CWB chief executive officer Ian White, a much-experienced Australian agricultural commodities trading executive, said CIGI has given Canada a marketing edge since 1972 that few have been able to match.
“When you think about the brand of Canadian wheat, … that has been enhanced massively by the contribution of CIGI to the marketing effort, and that has meant that customers around the world … revere the Canadian product almost above anything else in the world as a sort of superior gold standard,” White said.
CIGI was founded in 1972 after the CWB and CGC decided to set up an independent body to train prairie farmers, Canadian grain customers and foreign buyers how to best use the crops grown on the Canadian Prairies.
It originally offered courses that extended over weeks. Grain users from across the globe travelled to Winnipeg to see the nature of the Canadian grain industry and learn about the technical complexities of using particular types and qualities of Canadian crops.
The organization has run 4,700 programs and educated 36,000 people in the past 40 years, creating a casual alumni network that spreads across the Prairies and throughout the international grain business.

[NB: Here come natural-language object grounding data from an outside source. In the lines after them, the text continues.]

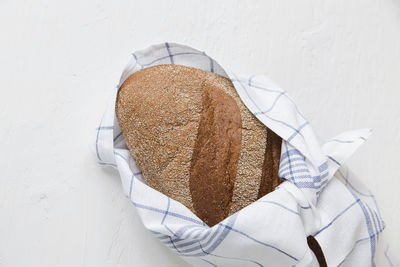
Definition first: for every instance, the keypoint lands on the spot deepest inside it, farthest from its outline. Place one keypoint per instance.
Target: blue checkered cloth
(319, 197)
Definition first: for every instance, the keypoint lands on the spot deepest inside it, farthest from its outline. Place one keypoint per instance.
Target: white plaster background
(59, 61)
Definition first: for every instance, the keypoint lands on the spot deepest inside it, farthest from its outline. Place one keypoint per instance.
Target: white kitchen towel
(319, 197)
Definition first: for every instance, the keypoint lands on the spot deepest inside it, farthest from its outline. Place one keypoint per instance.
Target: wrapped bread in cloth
(225, 170)
(195, 140)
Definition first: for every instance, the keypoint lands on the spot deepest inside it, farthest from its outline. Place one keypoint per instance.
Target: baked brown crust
(195, 140)
(215, 155)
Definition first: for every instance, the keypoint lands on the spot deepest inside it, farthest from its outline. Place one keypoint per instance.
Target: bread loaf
(195, 141)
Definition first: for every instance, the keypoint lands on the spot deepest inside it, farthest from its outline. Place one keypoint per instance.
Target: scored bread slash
(195, 141)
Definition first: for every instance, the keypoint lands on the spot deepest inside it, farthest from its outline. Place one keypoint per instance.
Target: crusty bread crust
(195, 140)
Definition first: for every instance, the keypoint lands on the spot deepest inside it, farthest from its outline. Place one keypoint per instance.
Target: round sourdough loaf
(195, 141)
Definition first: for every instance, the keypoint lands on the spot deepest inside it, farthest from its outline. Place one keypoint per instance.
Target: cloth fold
(318, 197)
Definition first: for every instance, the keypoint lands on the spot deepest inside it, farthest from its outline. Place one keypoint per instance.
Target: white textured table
(60, 60)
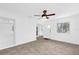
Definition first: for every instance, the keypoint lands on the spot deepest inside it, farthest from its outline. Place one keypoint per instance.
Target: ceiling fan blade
(37, 15)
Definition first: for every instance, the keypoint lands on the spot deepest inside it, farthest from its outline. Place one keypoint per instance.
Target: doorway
(7, 33)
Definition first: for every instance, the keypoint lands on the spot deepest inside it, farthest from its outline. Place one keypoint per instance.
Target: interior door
(6, 35)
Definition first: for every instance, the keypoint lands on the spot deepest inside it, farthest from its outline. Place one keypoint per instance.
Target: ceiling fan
(45, 14)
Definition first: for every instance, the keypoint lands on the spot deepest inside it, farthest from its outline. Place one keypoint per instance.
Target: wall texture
(72, 36)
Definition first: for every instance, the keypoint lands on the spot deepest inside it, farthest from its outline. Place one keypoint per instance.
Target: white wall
(72, 36)
(25, 29)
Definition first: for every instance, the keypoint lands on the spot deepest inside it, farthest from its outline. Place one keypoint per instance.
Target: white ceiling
(29, 9)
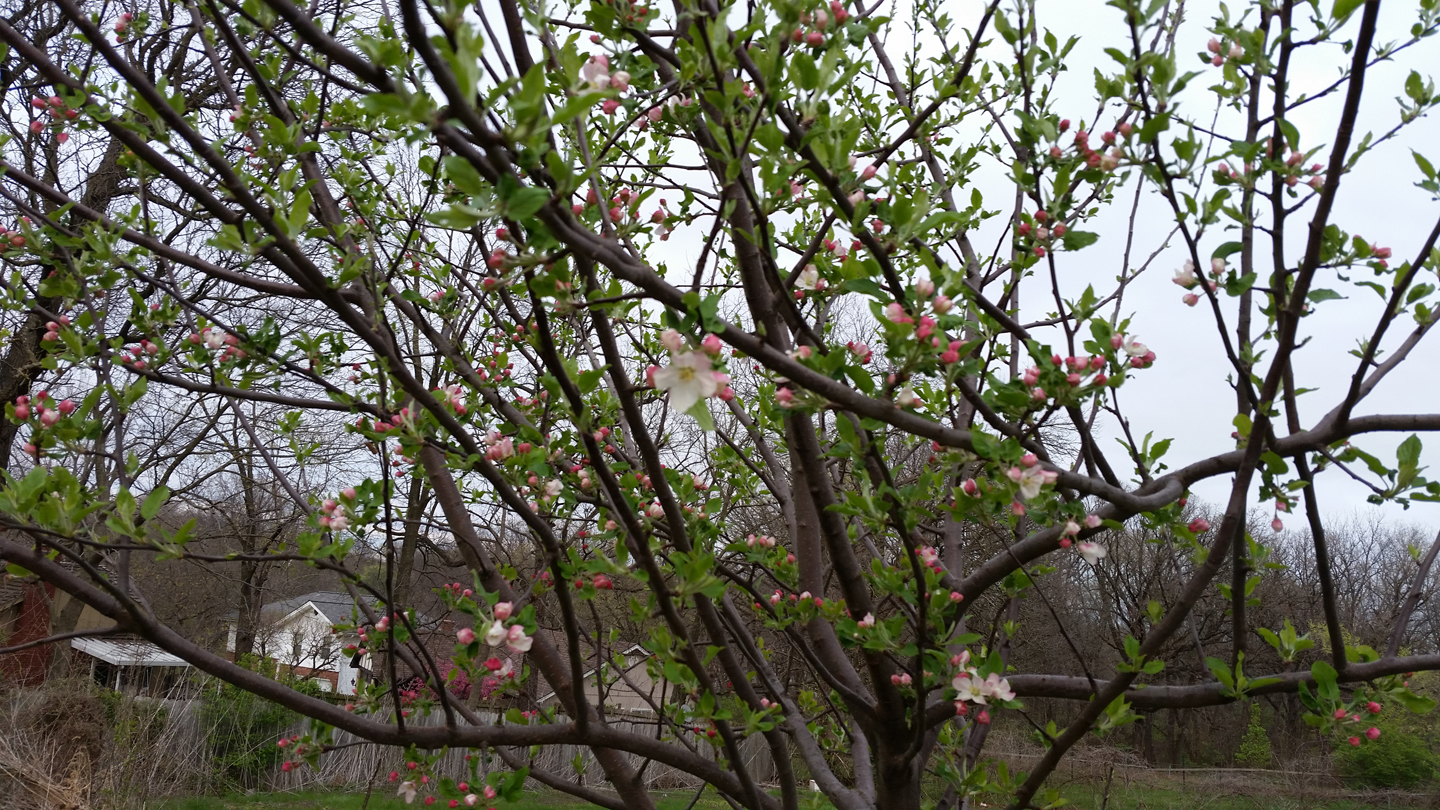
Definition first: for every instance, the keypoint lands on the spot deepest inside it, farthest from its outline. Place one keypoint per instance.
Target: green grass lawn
(1082, 796)
(383, 799)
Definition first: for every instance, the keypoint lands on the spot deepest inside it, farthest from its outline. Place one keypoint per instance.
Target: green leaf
(526, 202)
(1221, 672)
(1424, 165)
(154, 500)
(1076, 239)
(1344, 9)
(1325, 681)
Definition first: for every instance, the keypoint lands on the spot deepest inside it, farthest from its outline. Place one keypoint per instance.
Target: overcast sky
(1185, 395)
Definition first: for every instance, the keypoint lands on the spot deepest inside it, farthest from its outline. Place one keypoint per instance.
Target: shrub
(1254, 745)
(241, 730)
(1398, 758)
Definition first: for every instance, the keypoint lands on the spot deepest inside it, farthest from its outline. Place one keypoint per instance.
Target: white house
(297, 633)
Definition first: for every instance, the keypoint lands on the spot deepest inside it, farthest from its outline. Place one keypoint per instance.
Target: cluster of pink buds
(12, 238)
(1373, 734)
(498, 446)
(814, 25)
(333, 513)
(58, 111)
(929, 557)
(1043, 231)
(838, 250)
(810, 278)
(213, 337)
(52, 329)
(1095, 159)
(1139, 355)
(1076, 371)
(45, 410)
(1220, 52)
(1292, 170)
(455, 395)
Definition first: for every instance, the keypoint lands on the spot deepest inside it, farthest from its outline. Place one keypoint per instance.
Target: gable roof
(127, 652)
(334, 606)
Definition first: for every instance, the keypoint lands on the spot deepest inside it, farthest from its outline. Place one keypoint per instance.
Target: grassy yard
(1171, 796)
(383, 799)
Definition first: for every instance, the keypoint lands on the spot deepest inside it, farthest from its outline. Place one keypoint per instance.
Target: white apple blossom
(1031, 479)
(689, 379)
(496, 634)
(969, 688)
(998, 688)
(1185, 276)
(1092, 551)
(517, 640)
(596, 72)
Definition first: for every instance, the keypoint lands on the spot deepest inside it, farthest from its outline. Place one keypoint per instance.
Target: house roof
(334, 606)
(127, 652)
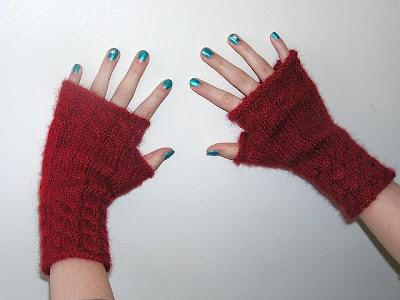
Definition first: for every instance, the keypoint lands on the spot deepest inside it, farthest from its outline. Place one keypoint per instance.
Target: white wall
(203, 228)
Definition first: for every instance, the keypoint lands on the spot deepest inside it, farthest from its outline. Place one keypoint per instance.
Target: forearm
(76, 278)
(383, 219)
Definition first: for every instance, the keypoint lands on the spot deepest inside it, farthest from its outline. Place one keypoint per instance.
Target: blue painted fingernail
(194, 82)
(275, 36)
(169, 154)
(113, 53)
(167, 84)
(143, 54)
(234, 38)
(207, 52)
(212, 153)
(76, 68)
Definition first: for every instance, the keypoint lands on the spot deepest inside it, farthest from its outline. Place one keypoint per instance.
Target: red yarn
(288, 126)
(90, 159)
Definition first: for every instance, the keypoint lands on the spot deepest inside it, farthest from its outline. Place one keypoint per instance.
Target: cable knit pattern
(288, 126)
(90, 159)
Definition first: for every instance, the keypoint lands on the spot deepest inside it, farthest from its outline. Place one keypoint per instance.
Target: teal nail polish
(113, 53)
(207, 52)
(143, 54)
(76, 68)
(169, 154)
(212, 153)
(194, 82)
(234, 38)
(167, 84)
(275, 36)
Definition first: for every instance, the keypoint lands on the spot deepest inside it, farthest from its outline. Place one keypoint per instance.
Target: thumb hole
(227, 150)
(157, 157)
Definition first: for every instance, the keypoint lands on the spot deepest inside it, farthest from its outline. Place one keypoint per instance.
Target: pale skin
(83, 279)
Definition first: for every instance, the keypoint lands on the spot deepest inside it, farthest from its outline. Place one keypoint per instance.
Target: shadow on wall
(389, 259)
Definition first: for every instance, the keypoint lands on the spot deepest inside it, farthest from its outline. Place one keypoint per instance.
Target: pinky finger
(76, 74)
(227, 150)
(279, 46)
(157, 157)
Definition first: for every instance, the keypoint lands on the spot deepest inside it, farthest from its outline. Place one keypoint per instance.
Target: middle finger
(237, 77)
(126, 89)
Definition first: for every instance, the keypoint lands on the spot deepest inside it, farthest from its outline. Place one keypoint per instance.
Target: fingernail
(275, 36)
(207, 52)
(75, 68)
(113, 53)
(234, 38)
(169, 154)
(167, 84)
(212, 153)
(143, 54)
(194, 82)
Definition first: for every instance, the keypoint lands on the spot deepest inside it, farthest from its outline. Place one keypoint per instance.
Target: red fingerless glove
(288, 126)
(90, 159)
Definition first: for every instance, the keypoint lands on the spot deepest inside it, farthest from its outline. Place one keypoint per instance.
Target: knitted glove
(288, 126)
(90, 159)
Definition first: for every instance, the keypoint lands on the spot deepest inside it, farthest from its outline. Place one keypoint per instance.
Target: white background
(203, 228)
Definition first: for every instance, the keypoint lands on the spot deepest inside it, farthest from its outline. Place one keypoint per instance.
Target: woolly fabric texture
(90, 159)
(288, 126)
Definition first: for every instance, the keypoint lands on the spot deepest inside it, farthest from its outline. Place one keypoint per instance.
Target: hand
(287, 125)
(238, 78)
(91, 158)
(126, 90)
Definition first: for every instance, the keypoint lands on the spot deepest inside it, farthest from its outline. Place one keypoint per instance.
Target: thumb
(157, 157)
(227, 150)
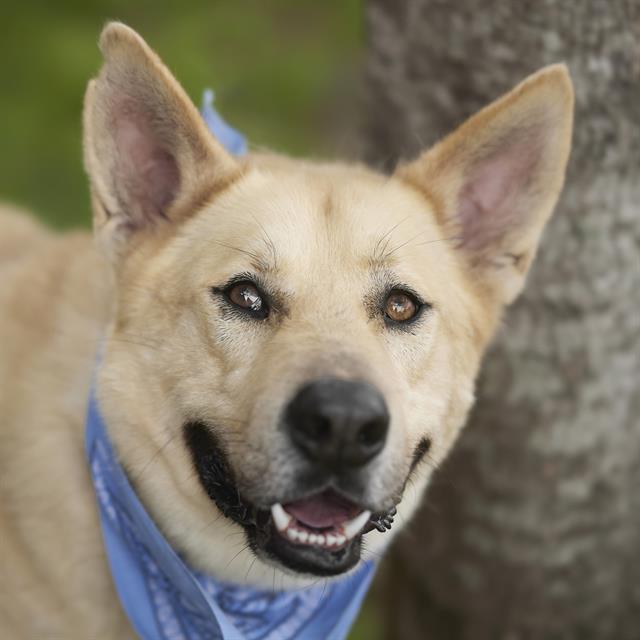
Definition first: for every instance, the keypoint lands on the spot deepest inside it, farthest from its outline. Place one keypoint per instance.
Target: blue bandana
(167, 600)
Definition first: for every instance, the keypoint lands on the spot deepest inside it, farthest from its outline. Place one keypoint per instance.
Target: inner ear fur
(495, 181)
(148, 153)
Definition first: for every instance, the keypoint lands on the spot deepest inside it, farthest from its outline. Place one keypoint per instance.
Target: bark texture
(532, 529)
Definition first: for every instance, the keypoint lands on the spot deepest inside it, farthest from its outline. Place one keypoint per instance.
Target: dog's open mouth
(320, 534)
(327, 520)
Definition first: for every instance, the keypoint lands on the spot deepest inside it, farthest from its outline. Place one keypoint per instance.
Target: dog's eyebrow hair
(258, 262)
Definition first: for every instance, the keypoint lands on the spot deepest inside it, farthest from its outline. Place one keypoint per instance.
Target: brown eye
(246, 296)
(400, 306)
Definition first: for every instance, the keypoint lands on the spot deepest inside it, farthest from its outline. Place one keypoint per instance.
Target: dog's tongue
(327, 509)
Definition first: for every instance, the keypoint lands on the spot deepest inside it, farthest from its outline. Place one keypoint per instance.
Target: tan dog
(317, 327)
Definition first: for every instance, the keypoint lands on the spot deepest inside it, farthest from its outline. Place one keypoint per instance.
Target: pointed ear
(149, 155)
(495, 181)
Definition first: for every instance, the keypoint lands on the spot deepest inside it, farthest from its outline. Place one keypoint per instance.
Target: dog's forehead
(325, 221)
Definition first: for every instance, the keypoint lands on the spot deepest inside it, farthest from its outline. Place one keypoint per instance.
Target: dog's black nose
(338, 424)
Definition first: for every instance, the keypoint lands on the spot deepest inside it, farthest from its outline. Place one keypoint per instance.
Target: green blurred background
(285, 72)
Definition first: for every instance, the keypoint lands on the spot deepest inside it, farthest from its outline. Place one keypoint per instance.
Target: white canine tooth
(280, 517)
(353, 527)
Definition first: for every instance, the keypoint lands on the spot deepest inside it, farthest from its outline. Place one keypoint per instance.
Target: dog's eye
(400, 306)
(246, 296)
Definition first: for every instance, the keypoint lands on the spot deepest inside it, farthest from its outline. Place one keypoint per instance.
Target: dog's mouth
(326, 521)
(319, 534)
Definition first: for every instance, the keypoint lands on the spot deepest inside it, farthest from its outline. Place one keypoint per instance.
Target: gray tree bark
(532, 529)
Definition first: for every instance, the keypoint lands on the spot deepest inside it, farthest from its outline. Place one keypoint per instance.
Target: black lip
(216, 477)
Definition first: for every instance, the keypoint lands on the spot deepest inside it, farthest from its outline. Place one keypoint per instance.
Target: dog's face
(294, 345)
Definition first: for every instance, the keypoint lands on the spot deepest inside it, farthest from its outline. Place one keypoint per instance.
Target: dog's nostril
(318, 429)
(372, 433)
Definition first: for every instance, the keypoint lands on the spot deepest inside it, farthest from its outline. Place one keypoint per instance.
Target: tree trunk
(532, 529)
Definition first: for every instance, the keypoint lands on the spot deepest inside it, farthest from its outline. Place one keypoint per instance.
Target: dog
(278, 346)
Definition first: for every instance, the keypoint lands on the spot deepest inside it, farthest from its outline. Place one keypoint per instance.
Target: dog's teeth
(353, 527)
(280, 517)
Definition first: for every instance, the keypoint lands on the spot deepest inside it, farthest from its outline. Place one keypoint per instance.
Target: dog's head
(294, 345)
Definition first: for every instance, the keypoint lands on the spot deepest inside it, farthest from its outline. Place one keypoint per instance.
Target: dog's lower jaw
(263, 538)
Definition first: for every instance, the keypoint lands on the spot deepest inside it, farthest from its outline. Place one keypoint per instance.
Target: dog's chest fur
(52, 296)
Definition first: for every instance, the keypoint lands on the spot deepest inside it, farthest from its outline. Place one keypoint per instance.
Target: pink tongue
(327, 509)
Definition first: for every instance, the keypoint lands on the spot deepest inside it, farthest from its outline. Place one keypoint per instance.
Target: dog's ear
(495, 181)
(150, 158)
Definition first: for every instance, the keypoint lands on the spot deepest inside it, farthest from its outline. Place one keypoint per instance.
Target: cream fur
(169, 355)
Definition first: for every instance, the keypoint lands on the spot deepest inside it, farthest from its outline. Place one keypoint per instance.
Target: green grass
(276, 67)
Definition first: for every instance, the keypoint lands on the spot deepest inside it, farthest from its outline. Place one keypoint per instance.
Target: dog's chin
(316, 535)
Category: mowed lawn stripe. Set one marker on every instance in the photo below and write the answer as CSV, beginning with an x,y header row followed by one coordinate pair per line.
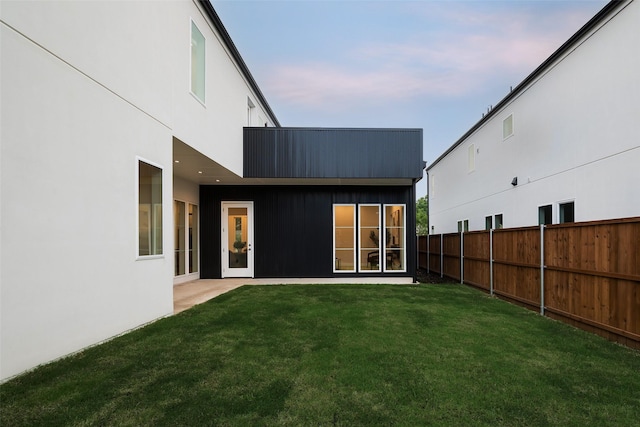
x,y
339,355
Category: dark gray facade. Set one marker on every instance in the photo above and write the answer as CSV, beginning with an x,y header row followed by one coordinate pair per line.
x,y
333,153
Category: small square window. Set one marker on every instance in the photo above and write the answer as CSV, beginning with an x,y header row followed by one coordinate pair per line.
x,y
545,215
567,212
507,127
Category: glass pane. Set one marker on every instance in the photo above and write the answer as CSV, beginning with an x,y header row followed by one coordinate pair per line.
x,y
149,209
344,259
344,237
197,62
344,216
395,237
193,238
395,259
179,237
238,237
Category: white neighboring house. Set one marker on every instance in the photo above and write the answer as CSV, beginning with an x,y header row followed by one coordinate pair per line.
x,y
562,146
98,100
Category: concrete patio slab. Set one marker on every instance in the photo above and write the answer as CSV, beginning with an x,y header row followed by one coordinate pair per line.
x,y
186,295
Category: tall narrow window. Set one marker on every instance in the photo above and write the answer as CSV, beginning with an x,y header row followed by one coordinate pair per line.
x,y
545,215
507,127
149,209
179,238
567,212
395,242
344,238
472,157
197,62
369,218
193,239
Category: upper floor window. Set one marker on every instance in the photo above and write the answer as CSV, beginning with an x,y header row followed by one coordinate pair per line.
x,y
149,209
472,157
507,127
197,62
545,215
567,212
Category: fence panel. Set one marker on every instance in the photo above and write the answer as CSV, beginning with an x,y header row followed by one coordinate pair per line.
x,y
592,275
591,271
516,264
477,262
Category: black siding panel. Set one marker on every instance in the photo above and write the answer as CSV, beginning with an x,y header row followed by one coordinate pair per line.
x,y
293,226
332,153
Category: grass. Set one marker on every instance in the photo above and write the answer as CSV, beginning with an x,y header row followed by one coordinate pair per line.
x,y
339,355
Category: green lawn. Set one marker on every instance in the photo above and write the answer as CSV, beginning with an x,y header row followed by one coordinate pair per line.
x,y
339,355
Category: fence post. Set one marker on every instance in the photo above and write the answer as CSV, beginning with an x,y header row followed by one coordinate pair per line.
x,y
542,269
428,254
491,262
441,256
461,257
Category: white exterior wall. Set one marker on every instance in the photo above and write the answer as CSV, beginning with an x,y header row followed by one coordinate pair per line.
x,y
576,138
87,89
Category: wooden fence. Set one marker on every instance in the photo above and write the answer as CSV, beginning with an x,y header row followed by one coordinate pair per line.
x,y
586,274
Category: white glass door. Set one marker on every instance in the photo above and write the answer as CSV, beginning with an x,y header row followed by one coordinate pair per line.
x,y
237,239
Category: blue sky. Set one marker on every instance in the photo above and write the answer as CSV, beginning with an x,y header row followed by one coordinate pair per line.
x,y
435,65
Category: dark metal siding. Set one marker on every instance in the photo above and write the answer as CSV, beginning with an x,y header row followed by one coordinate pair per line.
x,y
293,226
332,153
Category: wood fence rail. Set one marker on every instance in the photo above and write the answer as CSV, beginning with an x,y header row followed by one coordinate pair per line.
x,y
586,274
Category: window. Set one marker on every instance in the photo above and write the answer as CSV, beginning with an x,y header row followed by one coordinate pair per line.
x,y
250,109
545,215
498,221
197,62
185,238
567,212
344,238
507,127
472,158
488,222
369,219
376,250
149,209
395,250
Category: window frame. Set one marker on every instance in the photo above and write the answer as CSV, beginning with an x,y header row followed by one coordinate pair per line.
x,y
561,206
160,255
403,249
202,100
512,125
360,246
355,247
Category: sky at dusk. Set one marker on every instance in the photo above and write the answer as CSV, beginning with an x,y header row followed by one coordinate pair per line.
x,y
435,65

Suzy Miller, a senior Agriculture Canada manager and present CIGI board member, said 450 to 500 Agriculture Canada staff have taken CIGI courses over the years, which has been a big benefit to farmers and the grain industry.
“Trust me, you want them to take the course. The more they know about your industry, the better,” said Miller. “They can work for you.”
CIGI has broadened its research and promotion efforts over the years to other crops that have joined the prairie portfolio and now it carries out product testing and promotes pulse-based flours, noodles and baked products.
It also has a full Asian noodle producing and testing line that enables buyers from Asia to see how prairie grains fare in making those eastern staples.
It has sophisticated baking facilities that allow it to test hundreds of varieties and blends of grains.
The anniversary celebration brought together representatives from many grain industry and commodity organizations. Virtually all of Canada’s grain companies had a number of officials at the gala.
Four of the organization’s five executive managers since 1972 were in the room, missing only one who is no longer alive.
CGC commissioner and CIGI board chair Murdoch MacKay said the web of human relationships created by the CIGI courses is its greatest contribution to creating markets for Canadian crops.
“It’s been a great learning experience. It’s memories that you will have for the rest of your life and never forget,” said McKay.
“It’s people that you will meet and relationships that build and develop over time.”